Insights into the orientation and hydrogen bond influence on thermophysical and transport properties in choline-based deep eutectic solvents and methanol

Abstract

The search for new solvents which fulfil the needs of modern times has put the Deep eutectic solvents (DESs) in a leading role given their wide range of applications, versatility, low cost, and minimal environmental impact. For the above reason, it is critical to achieving predictive capabilities and the accurate description of their properties, both macroscopic and microscopic. In this work, DESs based on choline chloride as the hydrogen bond acceptor plus ethylene glycol and glycerol as hydrogen bond donors have been analysed in a mixture with methanol. Densities, excess volume and viscosity were determined by molecular dynamics and predicted by the perturbed-chain statistical associating fluid theory equation of state (PC-SAFT EOS).

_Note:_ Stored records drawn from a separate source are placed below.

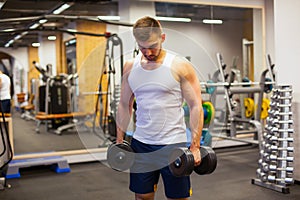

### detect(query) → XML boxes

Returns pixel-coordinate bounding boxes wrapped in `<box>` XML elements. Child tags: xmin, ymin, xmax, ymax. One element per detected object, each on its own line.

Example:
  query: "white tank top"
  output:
<box><xmin>128</xmin><ymin>52</ymin><xmax>187</xmax><ymax>145</ymax></box>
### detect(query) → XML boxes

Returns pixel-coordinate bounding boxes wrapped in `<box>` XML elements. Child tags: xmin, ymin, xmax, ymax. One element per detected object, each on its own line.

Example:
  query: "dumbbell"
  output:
<box><xmin>107</xmin><ymin>141</ymin><xmax>135</xmax><ymax>172</ymax></box>
<box><xmin>169</xmin><ymin>146</ymin><xmax>217</xmax><ymax>177</ymax></box>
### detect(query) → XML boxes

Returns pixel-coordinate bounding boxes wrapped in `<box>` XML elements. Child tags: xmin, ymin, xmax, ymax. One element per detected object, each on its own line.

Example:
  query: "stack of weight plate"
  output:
<box><xmin>253</xmin><ymin>85</ymin><xmax>294</xmax><ymax>193</ymax></box>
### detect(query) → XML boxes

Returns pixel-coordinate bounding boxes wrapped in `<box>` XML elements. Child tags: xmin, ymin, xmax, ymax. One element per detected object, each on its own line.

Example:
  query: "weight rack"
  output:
<box><xmin>252</xmin><ymin>85</ymin><xmax>294</xmax><ymax>194</ymax></box>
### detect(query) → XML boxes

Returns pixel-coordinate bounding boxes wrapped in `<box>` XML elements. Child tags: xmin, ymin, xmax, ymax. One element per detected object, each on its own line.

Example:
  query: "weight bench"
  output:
<box><xmin>35</xmin><ymin>112</ymin><xmax>91</xmax><ymax>135</ymax></box>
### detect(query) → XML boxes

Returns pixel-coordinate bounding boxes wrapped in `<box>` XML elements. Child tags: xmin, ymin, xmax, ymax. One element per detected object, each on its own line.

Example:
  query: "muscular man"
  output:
<box><xmin>117</xmin><ymin>16</ymin><xmax>203</xmax><ymax>199</ymax></box>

Radial distribution functions and the number of hydrogen bonds derived from molecular simulations confirmed an anticipated bonding network within the liquid, with significant ordering interactions. When methanol is added to the eutectic solvent become incorporated into this structure as a second hydrogen bond donor. Methanol reduces the viscosity, but the eutectic solvents retain their characteristics. The analysis performed in this work could be a valuable feature of the new theory in developing more realistic models of the hydrogen-bonding interaction in deep eutectic solvents.